Graduation Speech

Graduation Speech

by Sydney Coffin

157 years ago my own ancestor, Lucretia Coffin Mott, risked imprisonment for helping Jane Johnson secure her freedom from slavery under a politician visiting the city of Philadelphia from the state of North Carolina, where it was illegal to even teach a black person to read or write. Today, despite all our best efforts, Jane Johnson’s descendents attend a school district, and even a higher education system, suffering from, as Martin Luther King once said, “insufficient funds”.

So it is with great caution that I let you in on something you already know: children everywhere are embarking on a dangerous but sacred journey. As we send them out into the world with the beginnings of skills, the beginnings of learning, a taste of knowledge and a small hint of the bigger picture before them, we risk not just losing them to the streets of North, South, West, or Southwest, but also to the dorms of Cheyney, Lincoln, or Millersville, or to the subway that will take them North and East to Lincoln Technical Institute, or downtown to Spring Garden Street and the Community College of Philadelphia.

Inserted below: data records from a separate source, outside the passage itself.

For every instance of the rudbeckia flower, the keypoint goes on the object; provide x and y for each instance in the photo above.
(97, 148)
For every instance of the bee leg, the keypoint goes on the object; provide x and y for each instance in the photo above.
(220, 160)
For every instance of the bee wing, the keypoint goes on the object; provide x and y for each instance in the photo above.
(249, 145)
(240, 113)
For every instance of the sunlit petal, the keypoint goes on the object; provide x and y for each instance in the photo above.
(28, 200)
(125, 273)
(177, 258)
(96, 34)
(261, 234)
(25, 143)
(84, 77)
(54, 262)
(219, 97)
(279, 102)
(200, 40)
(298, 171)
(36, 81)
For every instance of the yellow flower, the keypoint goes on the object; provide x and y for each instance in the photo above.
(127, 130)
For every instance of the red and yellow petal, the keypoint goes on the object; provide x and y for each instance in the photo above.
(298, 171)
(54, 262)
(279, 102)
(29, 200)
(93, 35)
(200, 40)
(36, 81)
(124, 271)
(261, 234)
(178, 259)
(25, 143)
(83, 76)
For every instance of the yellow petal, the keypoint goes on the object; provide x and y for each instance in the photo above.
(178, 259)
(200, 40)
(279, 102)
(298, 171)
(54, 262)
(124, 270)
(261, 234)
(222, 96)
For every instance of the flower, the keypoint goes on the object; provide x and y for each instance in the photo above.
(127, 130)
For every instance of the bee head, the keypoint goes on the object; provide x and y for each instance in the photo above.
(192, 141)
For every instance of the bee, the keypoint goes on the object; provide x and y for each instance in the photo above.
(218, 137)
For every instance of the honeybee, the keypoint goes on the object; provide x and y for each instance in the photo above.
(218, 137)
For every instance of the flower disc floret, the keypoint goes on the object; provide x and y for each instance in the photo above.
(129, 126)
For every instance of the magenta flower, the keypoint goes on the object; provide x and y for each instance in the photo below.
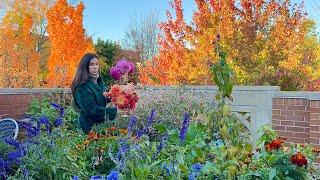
(115, 73)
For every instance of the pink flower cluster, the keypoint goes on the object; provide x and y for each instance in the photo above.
(122, 67)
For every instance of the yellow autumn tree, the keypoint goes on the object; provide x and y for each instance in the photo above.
(68, 42)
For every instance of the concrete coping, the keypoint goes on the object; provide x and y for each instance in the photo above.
(214, 88)
(314, 95)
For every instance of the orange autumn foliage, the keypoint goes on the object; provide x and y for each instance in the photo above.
(19, 57)
(268, 43)
(68, 42)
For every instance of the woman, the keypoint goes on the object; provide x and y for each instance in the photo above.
(87, 89)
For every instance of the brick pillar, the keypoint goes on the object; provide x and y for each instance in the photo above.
(315, 123)
(291, 118)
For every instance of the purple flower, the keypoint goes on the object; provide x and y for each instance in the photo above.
(3, 166)
(115, 73)
(25, 173)
(167, 170)
(31, 131)
(13, 142)
(114, 175)
(132, 122)
(184, 128)
(151, 117)
(16, 155)
(192, 176)
(196, 167)
(140, 133)
(44, 120)
(218, 37)
(60, 108)
(58, 122)
(96, 178)
(75, 178)
(161, 144)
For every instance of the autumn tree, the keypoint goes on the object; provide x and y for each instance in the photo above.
(268, 43)
(22, 42)
(68, 42)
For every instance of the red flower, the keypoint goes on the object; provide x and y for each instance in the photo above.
(124, 97)
(299, 159)
(274, 144)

Many families take a risk just sending them out to the corner store or leaving children when going to work just about every day, but with each young student we risk giving them over to a grand experiment that was illegal to Frederick Douglass, forbidden to Harriet Tubman, outlawed even to many of yours.

Is a little education that dangerous? Malcolm X once said “No one will get anywhere without an education in this world”; President Barack Obama has followed with the words “Be the change you wish to see”. So today I challenge you to change the way we all see education: no longer will classes be required of you graduates by the state of Pennsylvania; instead you may or may not choose to attend classes in anything from our mutual history, the math that some use to calculate your worth, or learn to read the laws that imprisoned some of your ancestors, and possibly will imprison your peers and family members. No longer will you have to wake up or stay late to learn that Spanish or Arabic is complicated, or Physical Science and Geometry require practice, or reading and writing require patience and history requires dedication and inquiry.

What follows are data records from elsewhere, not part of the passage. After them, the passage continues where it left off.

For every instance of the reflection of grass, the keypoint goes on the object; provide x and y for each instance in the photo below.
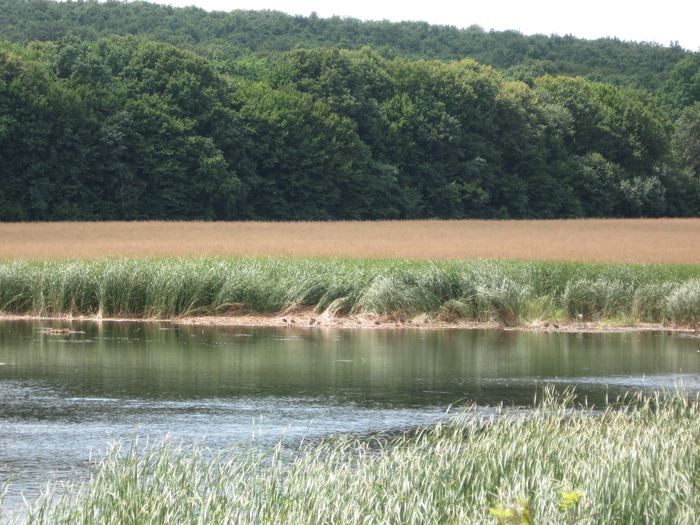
(508, 292)
(633, 463)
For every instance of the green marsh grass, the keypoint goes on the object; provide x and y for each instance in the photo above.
(635, 462)
(506, 292)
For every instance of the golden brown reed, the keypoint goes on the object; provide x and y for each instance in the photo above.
(644, 240)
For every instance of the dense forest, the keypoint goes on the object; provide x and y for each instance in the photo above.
(132, 111)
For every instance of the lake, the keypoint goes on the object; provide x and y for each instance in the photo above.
(65, 397)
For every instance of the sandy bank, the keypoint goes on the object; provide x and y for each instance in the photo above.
(309, 320)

Instead you are free to go: take your diploma from University City High School and walk away. Never read a newspaper with open eyes and a critical mind, never write a letter that asks “not what your country can do for you but what you can do for your country”. Don’t do the math. Instead, add up what you can save by studying the balance on a bank account you may or may not open with money you may or may not have. Instead, go: go out into the world and learn from your education in our neighborhoods that life is hard, that it is not always fair, and that it requires a tremendous amount of work and labor, as much if not more so than some of your ancestors who were forbidden to learn to read and write 275 years ago in this country.

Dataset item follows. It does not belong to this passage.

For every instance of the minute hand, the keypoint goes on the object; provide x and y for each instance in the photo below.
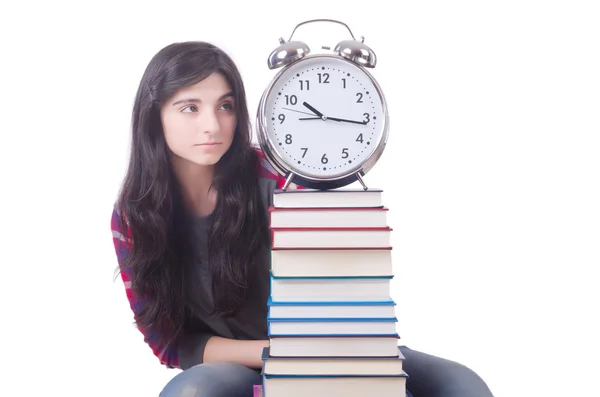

Or maybe, just maybe, change the way you look at education. This school was built about 40 years ago on the destruction of homes in a neighborhood called The Bottom; some people called this section of Philadelphia “Up South”. Today, in University City, we are within walking distance of an Ivy League school from which many of our teachers graduated but to which few of you have even considered applying. Nonetheless, our school is within a metropolitan area possessing over 65 colleges, universities, and trade schools, some of which would love to have you in their classes. In fact, this year there are more young, gifted, and black women of college-ready age than ever before in the history of time. When you go to your next class, next year, in a few years, or over the next few years, seize the opportunity to learn solutions to life’s challenges, solve the problems you and our entire community face, and come back to teach us how you did it.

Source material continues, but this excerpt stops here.